She looked back to her friends—and Elara had gone white as a ghost, staring slack-jawed and horrified at the open paper in her shaking hands. Harriet knew the bit about Hagrid was outrageous, but not enough to elicit a reaction like that. Confused, she kept reading until she found the small article at the bottom that Elara had seen. It had a photo of her, captured at the trial during the summer.

"THE STRAYING HOUSE OF BLACK

Among the glamorous crowd of the Yule Ball, you might have been able to find Elara Black, fourteen, daughter of former Azkaban inhabitant and general lunatic Sirius Black II, thirty-five. I say you 'might' have been able to find Miss Black, because though she is a pretty girl, Miss Black was escorted to the event by her cousin, a Mr. Draco Malfoy, fourteen, and did not dance with any other participant. She stood to the side with her god-sister and newly minted social climber, Harriet Potter, thirteen, and made no move to accept the invitations of the respectable boys who approached her.

Though an heiress to a pure-blood House, Miss Black spent her formative years in a religious Muggle children's home, a St. Gile's Institute, before her emancipation occurred in 91'. This reporter braved the facility to interview the Muggles there and came to learn several new facts about Miss Black.

'Her father is a maniac,' says Father Phillips, fifty-five. 'I don't know how they came into contact or started to correspond, but I imagine that's where Elara got her wildness from. That man took that girl illegally and you should say that to your superiors. Reporting him to authorities has done nothing for me. They can't find his name in the registries.'

'The girl has the devil in her,' says Matron Fitzgerald, seventy-two. 'There's something unholy about her.'

What might that unholiness be, dear reader? I became privy to information during the Yule Ball, in which Miss Black impersonated a wall flower for much of the evening. This was, in fact, because Miss Black spent the night watching and lusting after Fleur Delacour, eighteen, the Beauxbatons' champion and starlet of the school. Delacour danced with her date, Roger Davies, eighteen, utterly unaware she was the victim of someone's peeping perversions.
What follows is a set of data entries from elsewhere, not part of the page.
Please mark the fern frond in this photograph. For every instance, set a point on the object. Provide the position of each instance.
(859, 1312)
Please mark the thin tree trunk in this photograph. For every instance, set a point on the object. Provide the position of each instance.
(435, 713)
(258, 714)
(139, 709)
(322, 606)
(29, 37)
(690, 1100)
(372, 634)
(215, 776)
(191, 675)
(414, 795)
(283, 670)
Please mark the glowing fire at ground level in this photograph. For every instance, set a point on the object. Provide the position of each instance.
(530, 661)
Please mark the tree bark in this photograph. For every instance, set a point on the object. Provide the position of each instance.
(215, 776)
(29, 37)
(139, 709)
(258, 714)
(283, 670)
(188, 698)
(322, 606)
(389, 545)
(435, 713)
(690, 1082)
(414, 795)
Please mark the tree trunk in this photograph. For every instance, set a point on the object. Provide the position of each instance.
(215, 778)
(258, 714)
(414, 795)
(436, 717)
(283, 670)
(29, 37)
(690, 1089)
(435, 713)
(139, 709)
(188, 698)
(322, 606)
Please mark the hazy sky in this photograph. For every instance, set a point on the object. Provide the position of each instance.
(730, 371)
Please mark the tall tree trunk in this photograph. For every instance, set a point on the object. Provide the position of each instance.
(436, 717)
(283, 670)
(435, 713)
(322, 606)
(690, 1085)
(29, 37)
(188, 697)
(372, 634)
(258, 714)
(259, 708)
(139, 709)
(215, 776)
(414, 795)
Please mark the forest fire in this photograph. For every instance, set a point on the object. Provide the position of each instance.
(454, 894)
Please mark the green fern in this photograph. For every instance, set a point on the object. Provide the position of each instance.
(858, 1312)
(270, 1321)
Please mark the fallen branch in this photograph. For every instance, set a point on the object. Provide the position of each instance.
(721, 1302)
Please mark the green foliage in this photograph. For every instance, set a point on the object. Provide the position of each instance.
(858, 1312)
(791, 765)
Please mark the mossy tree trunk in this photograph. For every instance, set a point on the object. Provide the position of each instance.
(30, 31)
A worrying trend has begun at Hogwarts, more and more children expressing interest in same-sex partners, much to the dread of their parents and families. 'We're already so small in number,' cries Huldah Burke, forty-five, wife of Silas Burke, member of the Wizengamot. 'It's terrible! What kind of agenda is Dumbledore allowing to be taught at that school? Between the Muggles and the homosexuals, magic will cease to exist!'

Whether or not you share Mrs. Burke's sensible fears, dear reader, this reporter has to wonder what will happen to our storied families if even the Noble and Most Ancient House of Black can begin to stray? What will happen to our society if we have no heirs?"

Harriet couldn't believe the rubbish she was reading. Worst of all, she could not comprehend where Rita had obtained her information. She and Hermione knew Elara liked witches in that way—but only Harriet had seen how Elara watched Fleur, and she didn't say one bloody word to anyone!

How could the Prophet let her write about someone like this? An underage someone, no less. Did Skeeter really have no oversight whatsoever?

Elara looked as if she might vomit, and given her tendency to sick up whenever she got upset or overly stressed, Harriet thought it likely she might make a mess right on the table. Katherine Runcorn folded back the edge of her own paper and sneered at her. "You're disgusting, Black."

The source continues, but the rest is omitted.